Wilbur RimesTalented Offspring: LeAnn
List of Offenses: Sued - along with her former manager - by LeAnn for embezzling roughly $14 million of her earnings; Daddy countersued, calling his little girl a "spoiled brat."
The Verdict: The two settled the lawsuit in 2002, making this the most amicable resolution on the list. We suppose if LeAnn has forgiven him, we should probably follow suit. Besides, you know how much money it costs to raise kids? Wilbur just did what every parent wishes they could and tried to recoup some of those "food and shelter" expenses.

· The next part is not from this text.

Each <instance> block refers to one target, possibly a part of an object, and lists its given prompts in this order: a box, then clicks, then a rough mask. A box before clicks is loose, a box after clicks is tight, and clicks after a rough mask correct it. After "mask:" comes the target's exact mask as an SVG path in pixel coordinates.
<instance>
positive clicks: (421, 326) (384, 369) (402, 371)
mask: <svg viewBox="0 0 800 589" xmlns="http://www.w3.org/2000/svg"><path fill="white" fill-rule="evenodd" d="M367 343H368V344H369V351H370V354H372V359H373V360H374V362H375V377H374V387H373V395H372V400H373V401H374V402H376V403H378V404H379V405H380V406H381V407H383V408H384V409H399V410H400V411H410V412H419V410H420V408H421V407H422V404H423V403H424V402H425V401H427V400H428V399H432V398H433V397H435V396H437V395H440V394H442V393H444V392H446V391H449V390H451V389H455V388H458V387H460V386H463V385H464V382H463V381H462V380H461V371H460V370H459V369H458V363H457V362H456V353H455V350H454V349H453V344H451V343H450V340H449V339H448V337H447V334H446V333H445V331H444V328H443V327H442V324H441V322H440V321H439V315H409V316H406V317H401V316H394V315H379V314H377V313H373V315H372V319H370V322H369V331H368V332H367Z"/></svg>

"Papa" John PhillipsTalented Offspring: Mackenzie, Chyna, Bijou
Less Talented Offspring: Jeffrey, Tamerlane
List of Offenses: Allegedly engaged in a ten-year incestuous affair with daughter Mackenzie, this after introducing her to cocaine at the age of ten; also co-wrote "Kokomo."
The Verdict: While he was never Mackenzie's manager, we feel his case deserves inclusion. If even a quarter of what his daughter accuses him of is true, then Papa John makes us wish space travel was commonplace, because we can think of few people more deserving of being blown out of an airlock.

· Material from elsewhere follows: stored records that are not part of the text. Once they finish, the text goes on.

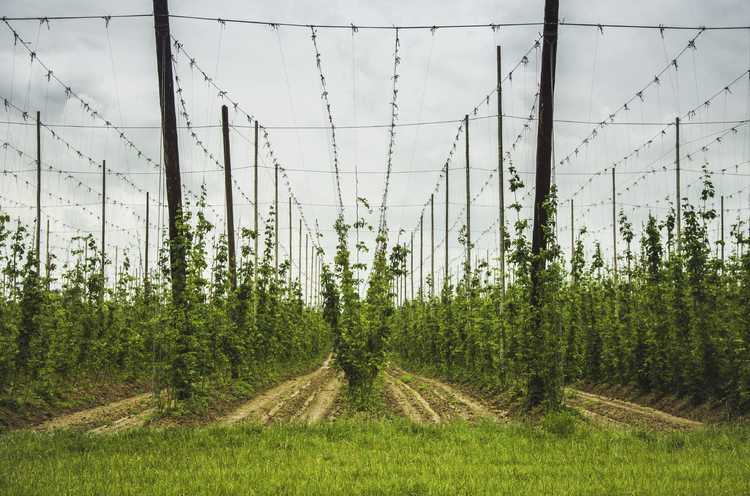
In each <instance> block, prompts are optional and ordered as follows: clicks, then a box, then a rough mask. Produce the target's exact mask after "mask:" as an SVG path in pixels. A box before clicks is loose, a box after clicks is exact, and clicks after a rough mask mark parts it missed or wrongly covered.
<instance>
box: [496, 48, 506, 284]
mask: <svg viewBox="0 0 750 496" xmlns="http://www.w3.org/2000/svg"><path fill="white" fill-rule="evenodd" d="M501 60H502V49H501V47H500V46H498V47H497V191H498V201H497V203H498V207H499V209H500V211H499V212H498V215H499V217H498V218H499V223H500V290H501V292H502V293H503V294H504V293H505V179H504V177H503V174H504V171H503V169H504V165H505V164H504V163H503V160H504V156H503V155H504V153H505V152H504V151H503V86H502V80H503V74H502V70H501V68H500V67H501Z"/></svg>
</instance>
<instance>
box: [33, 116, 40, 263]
mask: <svg viewBox="0 0 750 496" xmlns="http://www.w3.org/2000/svg"><path fill="white" fill-rule="evenodd" d="M41 128H42V120H41V117H40V113H39V111H38V110H37V111H36V237H35V238H34V241H35V243H36V253H35V254H36V273H37V275H39V274H40V273H41V272H40V264H41V259H42V256H41V255H42V252H41V250H40V249H39V245H40V243H41V240H42V233H41V230H42V133H41Z"/></svg>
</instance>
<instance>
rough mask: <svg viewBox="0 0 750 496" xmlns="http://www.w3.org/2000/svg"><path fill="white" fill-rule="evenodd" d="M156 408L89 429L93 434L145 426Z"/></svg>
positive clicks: (154, 410) (127, 416)
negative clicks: (100, 425)
mask: <svg viewBox="0 0 750 496" xmlns="http://www.w3.org/2000/svg"><path fill="white" fill-rule="evenodd" d="M155 411H156V410H155V409H154V408H148V409H146V410H144V411H142V412H140V413H137V414H134V415H128V416H127V417H122V418H120V419H117V420H115V421H114V422H110V423H107V424H105V425H101V426H99V427H96V428H94V429H91V430H89V432H90V433H92V434H111V433H113V432H120V431H126V430H129V429H135V428H137V427H143V426H144V425H146V422H148V419H149V418H150V417H151V416H152V415H153V414H154V412H155Z"/></svg>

Joe JacksonTalented Offspring: Rebbie, Jermaine, Michael, Janet
Less Talented Offspring: Tito, LaToya, Randy
List of Offenses: Physical abuse, including whippings and shoving his sons into walls, insisting his children refer to him as "Joseph," allowing the release of the Victory album
The Verdict: Unfortunately, as with many allegations of childhood abuse, the charges against Jackson have been muddied somewhat by backpedaling and contradictory accounts. What can't be denied, however, is the physical evidence. Specifically, would a normal, loving upbringing produce so many plastic surgery disasters?
Murry WilsonTalented Offspring: Brian, Carl
Less Talented Offspring: Dennis
List of Offenses: Merciless verbal and physical abuse of his sons; selling the Beach Boys' publishing company against the band's wishes (and for a pittance); leaving the 'A' out of his first name.

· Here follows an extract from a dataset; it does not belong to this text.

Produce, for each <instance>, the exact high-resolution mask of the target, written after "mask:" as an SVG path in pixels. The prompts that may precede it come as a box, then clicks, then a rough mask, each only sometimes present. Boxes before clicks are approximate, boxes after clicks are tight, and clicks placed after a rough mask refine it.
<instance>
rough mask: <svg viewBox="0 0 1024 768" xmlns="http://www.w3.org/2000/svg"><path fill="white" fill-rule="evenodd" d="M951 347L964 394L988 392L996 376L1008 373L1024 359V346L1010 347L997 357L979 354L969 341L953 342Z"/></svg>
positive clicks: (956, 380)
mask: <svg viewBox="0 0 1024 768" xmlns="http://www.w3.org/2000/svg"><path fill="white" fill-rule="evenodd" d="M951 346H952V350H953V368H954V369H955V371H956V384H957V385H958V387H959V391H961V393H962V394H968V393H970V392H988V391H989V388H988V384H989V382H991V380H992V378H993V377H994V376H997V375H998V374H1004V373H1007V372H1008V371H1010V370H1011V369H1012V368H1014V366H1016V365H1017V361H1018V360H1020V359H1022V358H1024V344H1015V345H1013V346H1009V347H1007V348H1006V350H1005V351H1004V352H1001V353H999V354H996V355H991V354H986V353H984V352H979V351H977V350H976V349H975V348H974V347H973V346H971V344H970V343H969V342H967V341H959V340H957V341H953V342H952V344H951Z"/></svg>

The Verdict: An unsuccessful songwriter, Murry was the Marv Marinovich of the music industry, physically torturing and remorselessly driving his sons in their music career until they eventually fired him as their manager (in 1964). Even after that, he continued to show up at recording sessions to harangue the band. His death in 1973 came too late to prevent Brian and Dennis from sinking into drug and alcohol dependency.